Der Bundestag sollte einen "Lobbybeauftragten" bestellen, der - analog zu den Rechten des Wehrbeauftragten - alle hier skizzierten, für den parlamentarischen Prozess gefährlichen Tendenzen beobachtet, sichtet, analysiert und in einem Jahresbericht bewertet. Diese Funktion könnte beispielsweise ein erfahrener Parlamentarier übernehmen, der zudem wirksame Transparenzregeln vorschlägt und als Ombudsmann seiner Kollegen hohe Reputation genießt. Die Etablierung eines umfangreichen und genauen Lobbyregisters
Zweitens.
Gesetze müssen künftig ausschließlich von den Parlamentariern geschrieben und verantwortet werden.
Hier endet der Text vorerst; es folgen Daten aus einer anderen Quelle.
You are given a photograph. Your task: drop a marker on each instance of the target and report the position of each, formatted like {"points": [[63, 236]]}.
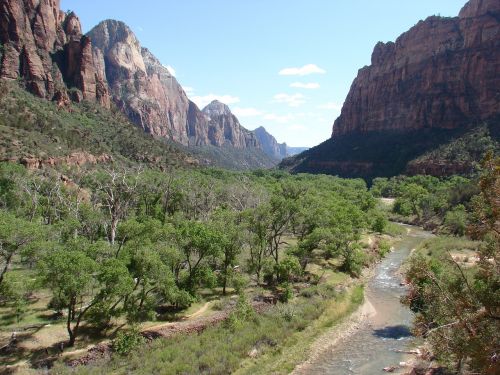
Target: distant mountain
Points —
{"points": [[225, 129], [45, 48], [274, 149], [432, 86], [292, 151], [269, 144]]}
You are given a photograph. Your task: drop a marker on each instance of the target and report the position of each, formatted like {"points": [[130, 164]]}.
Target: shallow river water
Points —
{"points": [[376, 343]]}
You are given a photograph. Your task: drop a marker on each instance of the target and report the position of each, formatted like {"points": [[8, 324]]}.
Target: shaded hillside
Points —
{"points": [[389, 153], [44, 48], [436, 82], [36, 132]]}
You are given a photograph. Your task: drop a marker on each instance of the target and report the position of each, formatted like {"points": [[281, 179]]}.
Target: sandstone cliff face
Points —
{"points": [[435, 83], [269, 144], [443, 73], [43, 46], [144, 89], [225, 129]]}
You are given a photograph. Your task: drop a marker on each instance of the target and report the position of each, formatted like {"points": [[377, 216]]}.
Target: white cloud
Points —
{"points": [[294, 100], [302, 71], [202, 101], [188, 90], [297, 127], [308, 86], [282, 119], [170, 69], [332, 105], [246, 112]]}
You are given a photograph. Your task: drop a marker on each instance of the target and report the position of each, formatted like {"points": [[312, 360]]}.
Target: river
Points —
{"points": [[375, 344]]}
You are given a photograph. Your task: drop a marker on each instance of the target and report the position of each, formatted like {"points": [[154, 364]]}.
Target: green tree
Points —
{"points": [[458, 309], [69, 275], [16, 235]]}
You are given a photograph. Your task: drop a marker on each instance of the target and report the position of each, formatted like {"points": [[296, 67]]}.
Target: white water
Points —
{"points": [[376, 343]]}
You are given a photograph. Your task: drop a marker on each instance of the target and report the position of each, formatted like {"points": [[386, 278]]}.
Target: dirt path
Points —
{"points": [[192, 316]]}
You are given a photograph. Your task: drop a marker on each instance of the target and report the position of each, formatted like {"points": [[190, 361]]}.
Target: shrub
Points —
{"points": [[383, 248], [128, 341]]}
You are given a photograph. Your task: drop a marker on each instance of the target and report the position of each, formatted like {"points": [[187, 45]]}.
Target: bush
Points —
{"points": [[455, 221], [287, 294], [127, 341], [379, 223], [384, 248]]}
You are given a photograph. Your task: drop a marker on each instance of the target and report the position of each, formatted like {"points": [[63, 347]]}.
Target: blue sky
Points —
{"points": [[286, 65]]}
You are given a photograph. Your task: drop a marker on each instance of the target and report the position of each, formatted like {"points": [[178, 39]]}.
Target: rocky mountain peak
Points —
{"points": [[476, 8], [44, 47], [443, 73], [216, 108]]}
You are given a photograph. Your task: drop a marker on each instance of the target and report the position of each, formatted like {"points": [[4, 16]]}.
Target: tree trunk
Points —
{"points": [[6, 267], [112, 235], [72, 336]]}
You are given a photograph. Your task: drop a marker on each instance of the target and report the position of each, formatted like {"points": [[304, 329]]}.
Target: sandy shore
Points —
{"points": [[333, 336]]}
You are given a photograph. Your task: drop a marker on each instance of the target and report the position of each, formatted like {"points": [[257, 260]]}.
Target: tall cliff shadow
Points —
{"points": [[393, 332]]}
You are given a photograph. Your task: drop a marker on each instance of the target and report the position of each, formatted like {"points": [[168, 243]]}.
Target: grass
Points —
{"points": [[441, 247], [295, 349], [276, 340]]}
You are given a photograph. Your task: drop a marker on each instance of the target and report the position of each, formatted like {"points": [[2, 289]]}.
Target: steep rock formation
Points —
{"points": [[45, 48], [443, 73], [435, 82], [269, 144], [292, 151], [225, 129], [143, 88]]}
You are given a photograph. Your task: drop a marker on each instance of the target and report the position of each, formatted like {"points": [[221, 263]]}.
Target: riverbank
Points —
{"points": [[377, 335]]}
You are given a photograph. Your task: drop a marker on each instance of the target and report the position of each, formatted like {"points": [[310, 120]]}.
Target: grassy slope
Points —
{"points": [[33, 127]]}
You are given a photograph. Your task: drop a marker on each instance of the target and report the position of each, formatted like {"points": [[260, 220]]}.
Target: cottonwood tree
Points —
{"points": [[458, 309], [199, 243], [69, 274], [116, 192], [16, 235], [257, 221], [228, 224]]}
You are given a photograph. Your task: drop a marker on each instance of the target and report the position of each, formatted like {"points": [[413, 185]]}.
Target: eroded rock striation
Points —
{"points": [[45, 47], [442, 73], [225, 129], [143, 88], [431, 85]]}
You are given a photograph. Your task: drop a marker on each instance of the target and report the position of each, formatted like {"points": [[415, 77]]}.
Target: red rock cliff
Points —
{"points": [[45, 47], [443, 73]]}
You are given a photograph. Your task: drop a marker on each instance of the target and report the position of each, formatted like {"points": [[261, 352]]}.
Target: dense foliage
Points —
{"points": [[457, 299], [111, 243], [440, 204]]}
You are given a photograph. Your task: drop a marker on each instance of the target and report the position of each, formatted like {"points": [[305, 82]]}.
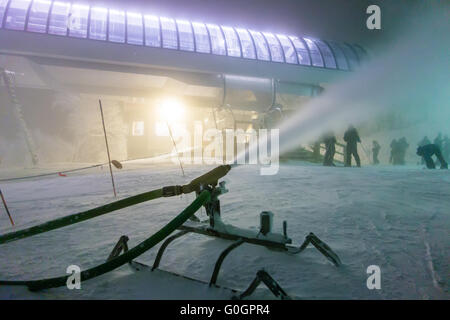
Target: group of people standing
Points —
{"points": [[440, 148], [351, 137], [398, 151]]}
Gesammelten "Sachverstand von außen" und unabhängige "Expertise" der Fachkreise müssen sie selbst anfordern, fachlich prüfen und gewichten. Die Ressourcen dafür stehen ihnen über die Fachausschüsse und den wissenschaftlichen Dienst zur Verfügung. Ergänzend müssen die Mittel für ein verbessertes Wissensmanagement bereit gestellt werden. Die Beschlüsse zur Eindämmung externer Lobbymitarbeit in den Ministerien könnten die pragmatische Richtschnur für entsprechende Regelungen sein. Allen Gesetzen sollte ein Deckblatt beigefügt werden, das die "legislativen Fußspuren" dokumentiert, die Lobbyisten mit ihren Formulierungen hinterlassen haben. Dieser wirksame Selbstschutz wird auch von führenden Lobbyisten als sehr sinnvoll erachtet. Die Regelung des "Drehtür-Mechanismus", dem Wechsel von Regierungsämtern in den Lobbyismus, kann ebenfalls nicht unreguliert bleiben, da sonst das Vertrauen in die Integrität des Regierungshandelns schwindet. Schließlich muss auch der Umgang der Ministerialbürokratie mit Lobbyisten normiert werden. Da einige Ministerien hier bereits Regelungen normiert haben (etwa das Verteidigungsministerium), ist kein Grund ersichtlich, warum diese wichtige Klärung von anderen Ministerien weiter ignoriert werden kann.
Drittens.
Die Lobbyisten müssen ihre Hinterzimmerpolitik und ihre Kultur der Intransparenz aufgeben. Sie müssen die Grenzen ihrer Arbeit in einem eigenen Kodex oder einer Charta definieren. Sie sollten darin verbindlich auf illegale Einflussnahme, auf politischen Druck auf Abgeordnete und politische Akteure oder frisierte Studien oder gar die Gewährung von Privilegien und Spenden an potenzielle Partner in der Politik verzichten. Über ihre Arbeit und ihre Spuren im Politikbeeinflussungsprozess sollten sie öffentlich berichten, damit die Macht der "fünften Gewalt" wenigstens in Ansätzen überprüfbar wird. Die Entwicklung selbst weicher Regelungen ist intern in den Berliner Lobbykreisen - vom "Collegium" über den "Adler-Kreis" bis zur "Jungen Lobby" - höchst umstritten.
Viertens.
Bürgerinnen und Bürger müssen auf allen denkbaren Dialogforen den Einflussverlust des Parlaments bei gleichzeitigem Machtzuwachs der Lobby gegenüber "ihren" Abgeordneten konkret ansprechen, etwa im Wahlkreis oder auf öffentlichen Veranstaltungen. Allen Verantwortlichen sollte klar werden: Die auf Zeit ausgeübte Funktion des Abgeordneten ist eine Ehre in der Demokratie und kein Anker zur Durchsetzung wirtschaftlicher Interessen. Die Demokratie lebt vom Mitmachen und Einmischen. Die von Demoskopen und Wahlforschern hinreichend dokumentierte Politikverachtung und Kritik am eingespielten Politikprozess muss die Abgeordnetenbüros und Parteizentralen erreichen.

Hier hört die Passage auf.